Tuesday, July 21, 2015

Toastmasters: Disc Golf: It's In The Air

The next speech is focused on utilizing visual aids. I was previously scheduled to do this project about a month ago, and had to back out last minute due to a tight deadline at work. When I was re-scheduled, though, I realized that I had really set it up just as an excuse to use the props (items I made for my Back to the Future 30th birthday - I still need to do a post about that! I'm pretty impressed with myself with what I put together), rather than the props truly helping to illuminate the point of a speech with its own valid purpose. Instead of reworking the first version, I decided to start over with a speech about disc golf. 

I started (or rather tried - it was all tested and ready to go before the meeting started, then the computer logged out and I had difficulties) with 0:30 to 1:30 of this video, which gave a bit of background and history of the sport. I thought that provided a more comprehensive overview than I could write to give as part of the speech itself, making it a valuable visual aid. I also showed the discs I use, demonstrated some aspects of how to throw, and passed the discs around for the audience to handle.

(Note: speech title borrowed from this other video, also worth a watch - just under 5 minutes.)

In the past 40 years, the sport of disc golf has grown to 4,700 courses and an estimated 2 million regular players.There are probably even more who play occasion - like me - which makes sense given the extremely low barriers to entry and the variety of levels at which it can be played. I learned of it from my husband, who’s been playing since his freshman year of college. We even played it on our third date! (He really tried early on to get me involved in it. :)) 

If you haven’t heard of it before, let me explain a little about how it works, and what makes it a fun and accessible sport. To play, all you need is a disc and a course. It’s essentially the same as regular golf: from the tee box, you aim something towards the hole, or basket in this case, and try to get it in in the fewest number of strokes, or throws. You really only need one to get started - and that’s what’s recommended, as you learn the nuances of throwing.

This is the disc I’ve been throwing whenever I play, a fairway driver; like with “regular” or ball golf, there are different types of discs, like different types of clubs, for varying purposes. As a driver, it has more distance potential but is harder to control, than say, a putter, which will fly slower and shorter, but straighter. The distance you’re throwing for a hole is typically upwards of 200 feet, or occasionally 500 feet. If you’re Abe, you can throw that full distance in one shot, and it’s just a matter of aiming correctly, or getting it to roll or skip on the ground ideally as it approaches the basket. I, on the other hand, take a minimum of 2 or 3 shots to even get within putting range, trying to balance control and aiming the disc, versus putting enough power behind it. 

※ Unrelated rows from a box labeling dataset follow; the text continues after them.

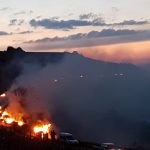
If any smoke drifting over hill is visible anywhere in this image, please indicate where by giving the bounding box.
[0,47,150,145]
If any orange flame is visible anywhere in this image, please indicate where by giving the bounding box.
[0,93,6,97]
[33,124,51,134]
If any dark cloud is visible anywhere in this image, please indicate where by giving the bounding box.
[0,31,9,36]
[24,29,150,50]
[110,20,149,26]
[9,19,25,26]
[29,17,149,30]
[17,31,33,34]
[79,13,97,20]
[30,19,106,29]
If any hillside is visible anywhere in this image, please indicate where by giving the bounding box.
[0,47,150,148]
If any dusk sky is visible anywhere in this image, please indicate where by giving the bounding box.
[0,0,150,63]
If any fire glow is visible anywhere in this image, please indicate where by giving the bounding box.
[0,94,52,139]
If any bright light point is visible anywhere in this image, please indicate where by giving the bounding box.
[33,124,51,134]
[18,121,24,126]
[0,93,6,97]
[5,118,14,124]
[2,111,9,117]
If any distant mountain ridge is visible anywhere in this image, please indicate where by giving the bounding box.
[0,47,150,145]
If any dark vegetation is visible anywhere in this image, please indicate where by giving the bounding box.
[0,47,150,150]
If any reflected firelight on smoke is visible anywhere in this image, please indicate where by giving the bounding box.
[0,93,51,139]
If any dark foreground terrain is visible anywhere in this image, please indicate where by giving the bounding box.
[0,126,148,150]
[0,47,150,150]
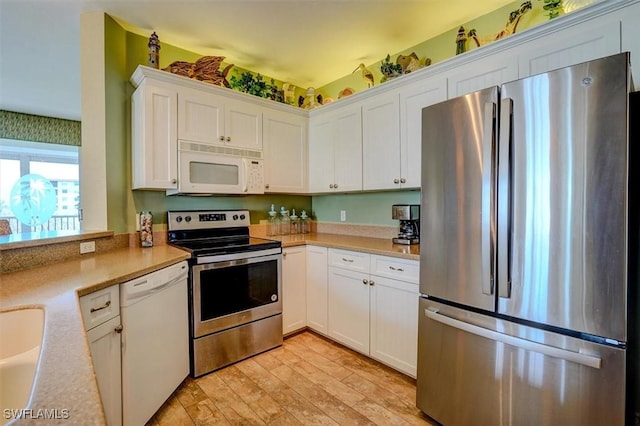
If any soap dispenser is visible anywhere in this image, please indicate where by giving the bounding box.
[267,204,280,236]
[291,209,300,234]
[280,206,291,235]
[300,210,311,234]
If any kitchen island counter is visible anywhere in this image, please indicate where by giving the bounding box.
[0,245,189,425]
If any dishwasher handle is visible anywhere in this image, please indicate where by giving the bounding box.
[120,263,188,306]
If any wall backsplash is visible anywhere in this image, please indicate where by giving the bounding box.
[129,191,311,232]
[312,190,420,226]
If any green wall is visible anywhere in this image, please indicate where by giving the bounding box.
[317,0,596,99]
[100,0,593,233]
[312,190,420,225]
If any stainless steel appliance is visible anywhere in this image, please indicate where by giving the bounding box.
[391,204,420,244]
[168,210,282,377]
[417,54,638,426]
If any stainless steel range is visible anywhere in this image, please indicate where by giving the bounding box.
[167,210,282,377]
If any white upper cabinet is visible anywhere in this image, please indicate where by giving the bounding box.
[263,111,307,193]
[309,104,362,192]
[518,17,620,78]
[178,87,224,144]
[131,82,178,189]
[400,76,447,188]
[362,91,401,190]
[447,49,518,98]
[178,87,262,151]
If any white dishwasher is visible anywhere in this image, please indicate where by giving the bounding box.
[120,262,189,426]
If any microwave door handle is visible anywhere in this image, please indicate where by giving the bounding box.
[242,158,249,192]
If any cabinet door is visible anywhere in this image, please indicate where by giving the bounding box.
[519,18,620,78]
[362,91,401,190]
[333,104,362,192]
[307,246,328,334]
[87,316,122,426]
[308,114,335,193]
[328,267,369,355]
[131,84,178,189]
[370,275,419,377]
[224,99,262,151]
[263,111,307,193]
[400,77,447,188]
[282,246,307,334]
[447,49,518,98]
[178,87,225,144]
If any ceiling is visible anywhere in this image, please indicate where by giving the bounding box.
[0,0,510,120]
[81,0,511,87]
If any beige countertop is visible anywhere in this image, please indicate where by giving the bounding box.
[265,233,420,260]
[0,233,420,425]
[0,245,189,425]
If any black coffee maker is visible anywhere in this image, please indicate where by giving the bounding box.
[391,204,420,244]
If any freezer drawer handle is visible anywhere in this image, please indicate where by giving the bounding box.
[424,308,602,369]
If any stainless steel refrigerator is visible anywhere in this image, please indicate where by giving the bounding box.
[417,53,640,426]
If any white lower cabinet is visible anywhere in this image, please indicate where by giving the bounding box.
[329,266,369,355]
[369,275,418,377]
[328,249,419,377]
[80,285,122,426]
[306,246,329,335]
[282,246,307,334]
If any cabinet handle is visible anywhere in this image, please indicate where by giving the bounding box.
[89,300,111,313]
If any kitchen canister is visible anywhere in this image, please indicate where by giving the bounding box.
[140,212,153,247]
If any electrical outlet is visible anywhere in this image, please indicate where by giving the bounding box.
[80,241,96,254]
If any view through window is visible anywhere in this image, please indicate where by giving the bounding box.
[0,139,80,234]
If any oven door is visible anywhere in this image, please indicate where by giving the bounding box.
[191,252,282,338]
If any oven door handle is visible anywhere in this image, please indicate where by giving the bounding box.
[196,247,282,267]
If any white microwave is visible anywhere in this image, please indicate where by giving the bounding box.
[167,141,264,195]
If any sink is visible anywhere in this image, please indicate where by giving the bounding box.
[0,308,44,424]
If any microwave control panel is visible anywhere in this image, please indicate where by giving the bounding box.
[247,160,264,194]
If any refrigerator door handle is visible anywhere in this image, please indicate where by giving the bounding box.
[497,98,513,298]
[481,102,496,295]
[424,308,602,369]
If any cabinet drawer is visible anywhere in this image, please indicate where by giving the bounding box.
[329,249,370,274]
[371,255,420,284]
[80,285,120,330]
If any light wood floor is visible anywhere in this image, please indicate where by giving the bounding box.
[148,331,434,426]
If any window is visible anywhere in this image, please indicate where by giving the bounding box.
[0,139,80,233]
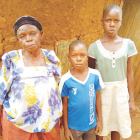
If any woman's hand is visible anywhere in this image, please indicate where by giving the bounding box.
[95,120,103,135]
[129,101,136,118]
[64,128,74,140]
[60,116,64,129]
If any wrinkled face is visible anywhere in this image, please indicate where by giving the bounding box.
[17,24,43,52]
[102,8,122,36]
[68,44,88,70]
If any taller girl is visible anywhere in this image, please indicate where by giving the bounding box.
[88,5,137,140]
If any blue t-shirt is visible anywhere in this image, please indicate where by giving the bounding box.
[59,68,104,131]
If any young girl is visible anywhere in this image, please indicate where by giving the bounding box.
[60,40,104,140]
[88,5,137,140]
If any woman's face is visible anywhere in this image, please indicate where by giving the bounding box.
[17,24,43,52]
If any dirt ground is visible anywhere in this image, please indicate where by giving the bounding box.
[61,94,140,140]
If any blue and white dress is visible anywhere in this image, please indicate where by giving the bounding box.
[0,49,62,133]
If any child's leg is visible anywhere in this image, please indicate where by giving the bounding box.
[70,129,82,140]
[42,122,60,140]
[1,110,38,140]
[111,131,120,140]
[82,127,95,140]
[96,135,103,140]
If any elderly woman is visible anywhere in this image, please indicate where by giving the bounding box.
[0,16,62,140]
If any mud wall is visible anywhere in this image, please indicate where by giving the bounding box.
[118,0,140,98]
[0,0,122,63]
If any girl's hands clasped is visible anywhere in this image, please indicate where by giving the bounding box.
[64,128,74,140]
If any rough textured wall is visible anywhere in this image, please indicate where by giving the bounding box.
[0,0,122,65]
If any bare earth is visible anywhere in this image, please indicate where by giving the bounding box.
[61,94,140,140]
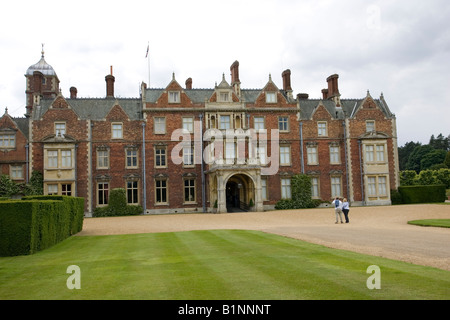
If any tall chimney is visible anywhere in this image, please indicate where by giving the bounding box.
[230,60,240,84]
[105,66,116,98]
[70,87,78,99]
[327,74,339,97]
[186,78,192,89]
[230,60,241,97]
[281,69,292,91]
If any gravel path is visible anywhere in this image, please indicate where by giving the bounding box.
[77,204,450,271]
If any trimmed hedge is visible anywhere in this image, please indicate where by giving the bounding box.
[93,188,143,217]
[0,196,84,256]
[398,185,446,204]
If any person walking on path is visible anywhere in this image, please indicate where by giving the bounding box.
[333,197,344,223]
[342,198,350,223]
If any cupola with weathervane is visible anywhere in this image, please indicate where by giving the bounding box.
[25,45,59,115]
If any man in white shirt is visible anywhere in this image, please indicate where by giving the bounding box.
[333,197,344,223]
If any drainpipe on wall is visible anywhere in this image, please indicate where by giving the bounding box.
[88,120,94,217]
[300,122,305,173]
[25,143,30,184]
[74,144,78,197]
[142,122,147,214]
[199,113,206,212]
[342,120,350,201]
[358,140,365,206]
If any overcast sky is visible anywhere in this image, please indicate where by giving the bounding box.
[0,0,450,146]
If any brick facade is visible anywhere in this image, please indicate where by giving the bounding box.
[0,53,398,213]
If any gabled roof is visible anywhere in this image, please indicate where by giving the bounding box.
[33,98,141,120]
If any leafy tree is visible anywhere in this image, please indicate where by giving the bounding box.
[398,141,422,171]
[400,170,417,186]
[429,133,450,151]
[405,144,434,173]
[414,170,440,185]
[434,168,450,189]
[420,149,447,170]
[275,174,315,209]
[0,174,20,198]
[26,170,44,196]
[444,151,450,169]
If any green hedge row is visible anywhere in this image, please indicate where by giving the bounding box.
[392,185,446,204]
[0,196,84,256]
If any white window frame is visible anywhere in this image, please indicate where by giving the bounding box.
[183,178,197,204]
[330,176,342,198]
[306,146,319,165]
[317,121,328,137]
[125,148,139,169]
[154,146,167,168]
[261,177,269,201]
[10,165,23,180]
[97,182,109,207]
[125,180,139,205]
[366,120,376,132]
[111,122,123,139]
[278,116,289,132]
[47,150,58,169]
[183,145,195,167]
[55,121,66,137]
[155,178,169,205]
[168,91,181,103]
[153,117,166,134]
[266,91,277,103]
[97,149,109,169]
[219,91,230,102]
[330,145,341,164]
[181,117,194,133]
[61,149,73,168]
[281,178,292,199]
[253,116,266,130]
[311,176,320,199]
[0,133,16,149]
[219,115,231,130]
[280,145,291,166]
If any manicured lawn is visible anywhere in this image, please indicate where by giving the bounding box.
[408,219,450,228]
[0,230,450,300]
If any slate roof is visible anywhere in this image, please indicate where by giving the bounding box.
[33,98,141,120]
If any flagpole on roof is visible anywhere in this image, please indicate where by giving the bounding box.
[145,41,150,88]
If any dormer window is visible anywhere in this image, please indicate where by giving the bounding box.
[55,122,66,137]
[266,92,277,103]
[219,92,229,102]
[366,120,375,132]
[169,91,180,103]
[220,116,231,130]
[0,133,16,149]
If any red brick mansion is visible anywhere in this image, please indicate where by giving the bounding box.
[0,50,399,215]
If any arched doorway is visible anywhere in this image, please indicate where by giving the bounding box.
[225,174,254,212]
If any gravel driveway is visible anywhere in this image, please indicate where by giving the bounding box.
[77,204,450,271]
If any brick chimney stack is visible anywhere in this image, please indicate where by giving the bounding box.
[70,87,78,99]
[186,78,192,89]
[105,66,116,98]
[230,60,241,97]
[281,69,294,99]
[281,69,292,91]
[327,74,339,98]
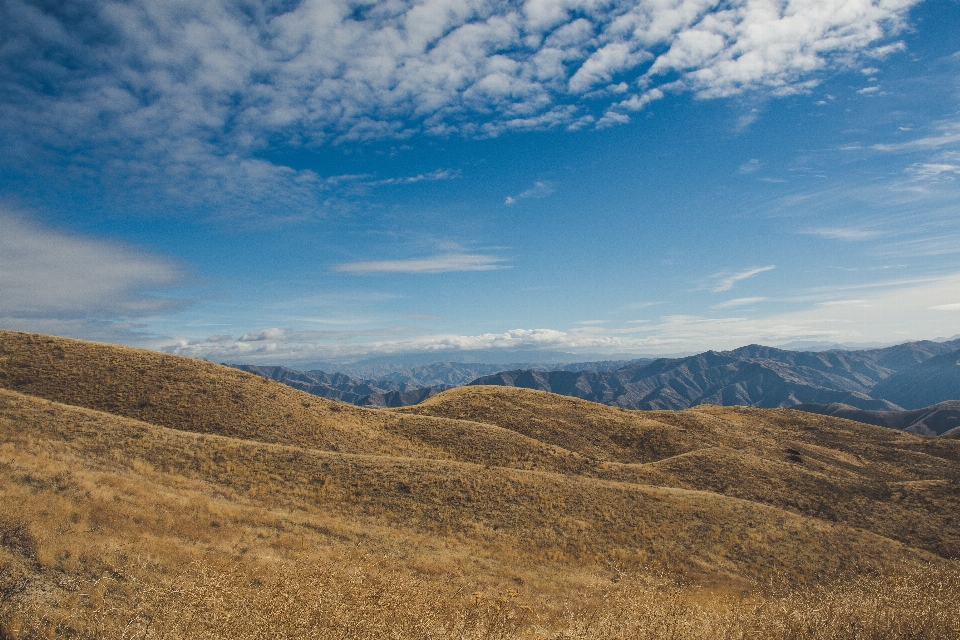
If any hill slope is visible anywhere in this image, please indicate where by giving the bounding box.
[471,341,960,411]
[873,349,960,409]
[794,400,960,436]
[0,331,960,637]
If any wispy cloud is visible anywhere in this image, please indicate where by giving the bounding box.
[158,273,960,363]
[798,227,881,241]
[712,264,777,293]
[0,210,186,321]
[334,253,509,275]
[370,169,460,185]
[873,131,960,151]
[0,0,920,215]
[503,182,554,206]
[713,297,768,309]
[907,162,960,182]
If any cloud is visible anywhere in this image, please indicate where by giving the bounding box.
[334,253,509,275]
[0,0,915,216]
[713,298,768,309]
[0,210,185,322]
[798,227,880,241]
[907,162,960,182]
[873,131,960,151]
[369,169,460,185]
[712,264,777,293]
[154,273,960,364]
[503,182,554,207]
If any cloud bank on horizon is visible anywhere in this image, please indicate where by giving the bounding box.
[0,0,915,214]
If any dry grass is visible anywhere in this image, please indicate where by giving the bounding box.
[0,332,960,640]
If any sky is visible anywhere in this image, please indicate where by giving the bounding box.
[0,0,960,365]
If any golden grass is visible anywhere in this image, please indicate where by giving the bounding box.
[0,332,960,640]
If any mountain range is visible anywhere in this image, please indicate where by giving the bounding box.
[0,330,960,640]
[234,339,960,422]
[470,340,960,411]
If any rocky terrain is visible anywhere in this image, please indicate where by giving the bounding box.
[0,331,960,640]
[471,340,960,411]
[793,400,960,437]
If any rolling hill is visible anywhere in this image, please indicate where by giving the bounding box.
[470,341,960,411]
[0,331,960,638]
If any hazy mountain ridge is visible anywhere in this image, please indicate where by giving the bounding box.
[793,400,960,436]
[470,340,960,411]
[296,358,653,391]
[229,358,652,407]
[0,331,960,640]
[231,364,453,407]
[873,349,960,409]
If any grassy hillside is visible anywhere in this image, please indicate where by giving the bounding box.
[0,332,960,638]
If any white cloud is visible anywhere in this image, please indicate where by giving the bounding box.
[503,182,554,206]
[907,162,960,182]
[713,297,768,309]
[152,273,960,363]
[334,253,509,275]
[712,264,777,293]
[0,210,185,322]
[0,0,914,215]
[798,227,880,241]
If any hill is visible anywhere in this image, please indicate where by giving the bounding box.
[232,364,449,407]
[471,341,960,411]
[0,331,960,637]
[873,349,960,409]
[794,400,960,436]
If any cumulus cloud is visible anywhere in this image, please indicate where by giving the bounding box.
[0,210,185,336]
[334,253,509,275]
[0,0,914,212]
[713,264,777,293]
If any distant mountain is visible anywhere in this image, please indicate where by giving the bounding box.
[471,345,898,409]
[233,364,453,407]
[471,340,960,411]
[873,350,960,409]
[793,400,960,436]
[234,340,960,416]
[328,358,653,387]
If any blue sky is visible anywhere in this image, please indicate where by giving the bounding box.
[0,0,960,364]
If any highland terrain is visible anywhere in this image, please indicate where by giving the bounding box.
[0,331,960,638]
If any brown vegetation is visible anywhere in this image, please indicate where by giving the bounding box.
[0,332,960,638]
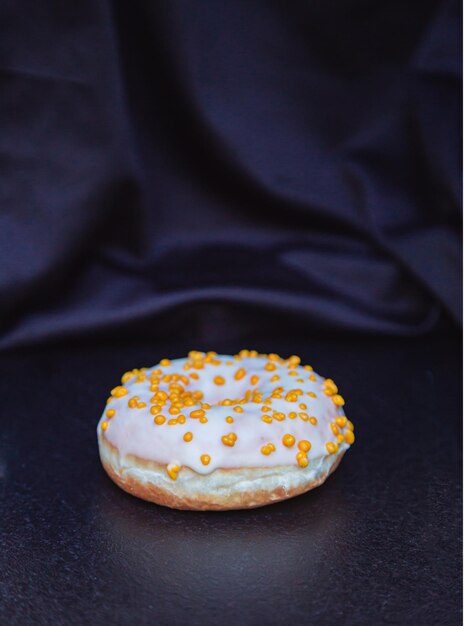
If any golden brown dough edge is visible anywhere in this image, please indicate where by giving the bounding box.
[98,435,344,511]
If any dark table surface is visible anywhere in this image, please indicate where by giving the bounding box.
[0,335,462,626]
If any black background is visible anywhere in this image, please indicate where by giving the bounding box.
[0,0,462,625]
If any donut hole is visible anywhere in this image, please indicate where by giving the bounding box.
[193,379,269,406]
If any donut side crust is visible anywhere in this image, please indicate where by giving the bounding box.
[98,433,345,511]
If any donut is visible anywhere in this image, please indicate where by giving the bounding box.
[97,350,354,510]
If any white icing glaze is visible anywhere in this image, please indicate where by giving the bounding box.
[99,355,349,474]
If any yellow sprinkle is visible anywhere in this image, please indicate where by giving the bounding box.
[332,393,345,406]
[166,465,180,480]
[345,430,354,445]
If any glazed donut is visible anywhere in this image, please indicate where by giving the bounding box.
[97,350,354,510]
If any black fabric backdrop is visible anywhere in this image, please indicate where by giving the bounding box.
[0,0,461,349]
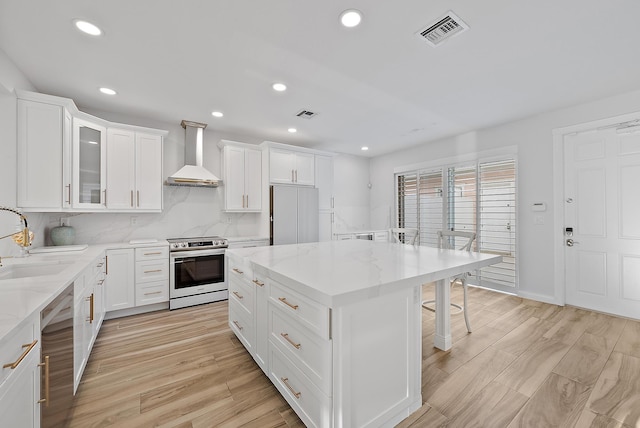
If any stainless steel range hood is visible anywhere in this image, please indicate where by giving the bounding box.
[166,120,221,187]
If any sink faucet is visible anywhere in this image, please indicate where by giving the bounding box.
[0,207,33,258]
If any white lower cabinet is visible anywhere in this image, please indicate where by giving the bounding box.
[106,245,169,312]
[135,246,169,306]
[105,248,136,312]
[0,312,40,428]
[227,253,422,427]
[0,345,40,428]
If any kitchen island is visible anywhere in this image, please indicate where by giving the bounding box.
[227,240,501,427]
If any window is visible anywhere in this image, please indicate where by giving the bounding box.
[396,158,517,291]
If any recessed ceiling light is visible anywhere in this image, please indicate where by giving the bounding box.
[100,88,116,95]
[75,19,102,36]
[340,9,362,28]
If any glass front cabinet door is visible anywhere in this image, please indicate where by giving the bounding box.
[72,118,108,210]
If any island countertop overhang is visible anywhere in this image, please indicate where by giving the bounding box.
[227,240,502,308]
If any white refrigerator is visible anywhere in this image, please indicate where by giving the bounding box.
[269,186,320,245]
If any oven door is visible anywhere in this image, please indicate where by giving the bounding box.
[169,249,227,298]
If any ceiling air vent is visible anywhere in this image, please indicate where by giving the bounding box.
[296,110,318,119]
[416,11,469,47]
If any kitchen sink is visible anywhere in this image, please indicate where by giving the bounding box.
[0,260,73,281]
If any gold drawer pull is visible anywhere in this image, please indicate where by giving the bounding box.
[278,297,298,311]
[280,333,301,349]
[2,339,38,370]
[37,355,50,407]
[280,377,302,398]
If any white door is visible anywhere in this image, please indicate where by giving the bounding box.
[564,129,640,318]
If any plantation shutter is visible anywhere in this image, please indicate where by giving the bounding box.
[478,159,516,289]
[418,169,445,247]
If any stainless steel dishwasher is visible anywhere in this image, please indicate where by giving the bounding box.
[40,283,73,428]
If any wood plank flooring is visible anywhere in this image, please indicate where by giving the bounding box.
[70,285,640,428]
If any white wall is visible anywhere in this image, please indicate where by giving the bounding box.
[333,155,371,233]
[0,50,41,257]
[371,91,640,303]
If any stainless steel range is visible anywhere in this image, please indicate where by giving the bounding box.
[167,236,229,309]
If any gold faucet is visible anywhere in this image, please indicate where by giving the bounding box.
[0,207,34,257]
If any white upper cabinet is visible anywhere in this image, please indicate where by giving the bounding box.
[106,128,162,211]
[269,148,315,186]
[107,128,136,210]
[221,140,262,212]
[16,90,167,212]
[136,132,162,210]
[71,118,107,210]
[17,99,71,211]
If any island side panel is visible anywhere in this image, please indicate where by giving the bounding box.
[331,285,422,427]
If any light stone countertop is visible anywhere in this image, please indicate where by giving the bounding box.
[0,240,169,347]
[227,240,502,308]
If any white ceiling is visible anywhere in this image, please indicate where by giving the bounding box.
[0,0,640,156]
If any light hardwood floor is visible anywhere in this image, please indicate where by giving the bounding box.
[70,285,640,428]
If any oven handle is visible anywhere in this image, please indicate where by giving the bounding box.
[169,248,224,260]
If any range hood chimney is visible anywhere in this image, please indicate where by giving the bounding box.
[166,120,220,187]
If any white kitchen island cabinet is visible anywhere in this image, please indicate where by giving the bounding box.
[227,240,501,428]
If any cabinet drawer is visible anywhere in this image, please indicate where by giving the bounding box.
[229,299,255,356]
[229,277,255,316]
[136,280,169,306]
[269,307,331,396]
[0,318,40,384]
[227,256,253,281]
[136,260,169,284]
[136,246,169,262]
[269,346,331,427]
[269,281,329,340]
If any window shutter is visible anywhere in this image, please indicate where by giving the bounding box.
[478,159,516,288]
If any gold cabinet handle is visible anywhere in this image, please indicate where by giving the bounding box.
[280,377,302,398]
[278,297,298,311]
[2,339,38,370]
[38,355,49,407]
[86,293,93,324]
[280,333,302,349]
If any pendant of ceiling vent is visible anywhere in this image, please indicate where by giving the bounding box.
[416,11,469,47]
[296,110,318,119]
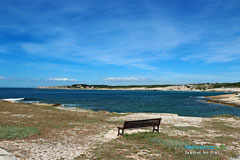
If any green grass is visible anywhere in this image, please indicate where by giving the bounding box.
[0,126,39,139]
[86,132,229,160]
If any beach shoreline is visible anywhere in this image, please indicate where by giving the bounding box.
[0,101,240,159]
[204,94,240,107]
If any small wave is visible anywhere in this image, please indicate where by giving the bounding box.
[2,98,24,102]
[197,96,206,99]
[61,104,79,107]
[23,101,40,103]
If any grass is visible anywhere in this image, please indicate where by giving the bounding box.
[0,101,112,139]
[86,132,229,160]
[0,126,39,139]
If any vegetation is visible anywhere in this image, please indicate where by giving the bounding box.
[39,82,240,90]
[84,132,231,160]
[0,101,240,160]
[0,126,39,139]
[69,84,174,89]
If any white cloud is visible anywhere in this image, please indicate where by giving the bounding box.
[104,77,147,82]
[48,78,78,81]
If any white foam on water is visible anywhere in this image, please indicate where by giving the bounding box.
[2,98,24,102]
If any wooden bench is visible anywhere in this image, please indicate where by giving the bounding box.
[118,118,162,136]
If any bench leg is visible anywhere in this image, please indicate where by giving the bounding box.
[153,126,159,132]
[118,128,124,136]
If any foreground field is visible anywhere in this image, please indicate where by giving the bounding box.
[0,101,240,160]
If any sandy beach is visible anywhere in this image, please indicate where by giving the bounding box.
[0,101,240,160]
[206,94,240,107]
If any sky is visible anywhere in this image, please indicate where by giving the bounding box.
[0,0,240,87]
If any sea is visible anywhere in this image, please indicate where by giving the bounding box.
[0,88,240,117]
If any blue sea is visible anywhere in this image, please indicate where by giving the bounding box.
[0,88,240,117]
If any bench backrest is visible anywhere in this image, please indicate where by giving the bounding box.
[123,118,162,128]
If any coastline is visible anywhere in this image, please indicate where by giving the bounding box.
[0,101,240,160]
[204,94,240,107]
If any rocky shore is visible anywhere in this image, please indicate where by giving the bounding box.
[206,94,240,107]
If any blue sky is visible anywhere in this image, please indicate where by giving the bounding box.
[0,0,240,87]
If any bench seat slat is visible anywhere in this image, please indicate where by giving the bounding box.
[118,118,161,135]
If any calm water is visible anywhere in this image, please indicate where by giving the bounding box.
[0,88,240,117]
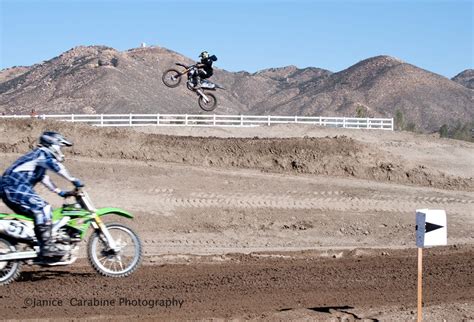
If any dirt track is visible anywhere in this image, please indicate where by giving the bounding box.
[0,121,474,320]
[0,247,474,321]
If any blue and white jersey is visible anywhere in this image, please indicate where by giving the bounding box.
[2,148,64,188]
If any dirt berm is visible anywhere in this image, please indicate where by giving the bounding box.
[0,119,474,191]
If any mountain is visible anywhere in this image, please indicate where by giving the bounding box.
[0,46,474,131]
[452,69,474,89]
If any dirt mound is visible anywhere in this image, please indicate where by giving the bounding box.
[0,120,474,190]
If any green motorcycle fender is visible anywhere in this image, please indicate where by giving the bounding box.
[96,208,133,219]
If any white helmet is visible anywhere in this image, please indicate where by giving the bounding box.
[39,131,72,162]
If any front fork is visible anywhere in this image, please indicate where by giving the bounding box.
[92,214,119,252]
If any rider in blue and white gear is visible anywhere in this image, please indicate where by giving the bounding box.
[0,132,83,257]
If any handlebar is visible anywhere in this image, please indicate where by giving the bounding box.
[63,187,82,199]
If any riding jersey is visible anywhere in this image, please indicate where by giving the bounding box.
[0,147,74,221]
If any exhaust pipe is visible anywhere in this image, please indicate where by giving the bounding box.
[0,250,38,262]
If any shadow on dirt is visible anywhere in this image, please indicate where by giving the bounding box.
[279,305,379,322]
[18,270,97,282]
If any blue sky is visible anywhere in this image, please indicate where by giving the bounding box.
[0,0,474,78]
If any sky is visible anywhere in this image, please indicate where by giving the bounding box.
[0,0,474,78]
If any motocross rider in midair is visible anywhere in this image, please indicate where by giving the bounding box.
[191,51,217,89]
[0,131,83,258]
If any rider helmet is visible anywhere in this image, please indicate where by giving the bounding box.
[39,131,72,162]
[199,51,209,59]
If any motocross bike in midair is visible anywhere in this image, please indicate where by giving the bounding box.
[161,63,224,112]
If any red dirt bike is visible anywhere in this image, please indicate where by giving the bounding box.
[161,63,224,112]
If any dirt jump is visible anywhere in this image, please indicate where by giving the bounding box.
[0,119,474,321]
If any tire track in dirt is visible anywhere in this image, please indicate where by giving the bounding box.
[148,191,474,214]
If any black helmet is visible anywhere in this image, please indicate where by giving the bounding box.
[39,131,72,162]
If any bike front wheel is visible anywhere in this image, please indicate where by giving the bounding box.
[87,223,142,277]
[161,69,182,88]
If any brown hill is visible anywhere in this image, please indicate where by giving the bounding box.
[452,69,474,89]
[0,46,474,131]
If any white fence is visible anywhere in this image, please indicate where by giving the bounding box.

I’m still learning the nuances - shift your weight, pull across your body, follow through with your arm and body. My putter, and my mid-range disc are new to my arsenal, that Abe bought for me at a tournament he was at last weekend (and won the amateur division), deciding that he’s seen me develop some good skills with my fairway driver and that I should soon start branching out. 

As you go “down” in the category of disc, you can’t put as much power behind, but you gain control, so that helps you balance those and other variables. You can see that between these three discs, there are differences in flight characteristics: shape, size of the rim, and flexibility of the plastic. These factor contribute to how these fly as we’ve been discussing, control, flippy, turning, power. abe has 18 in his bag, and there are many more options even than that. 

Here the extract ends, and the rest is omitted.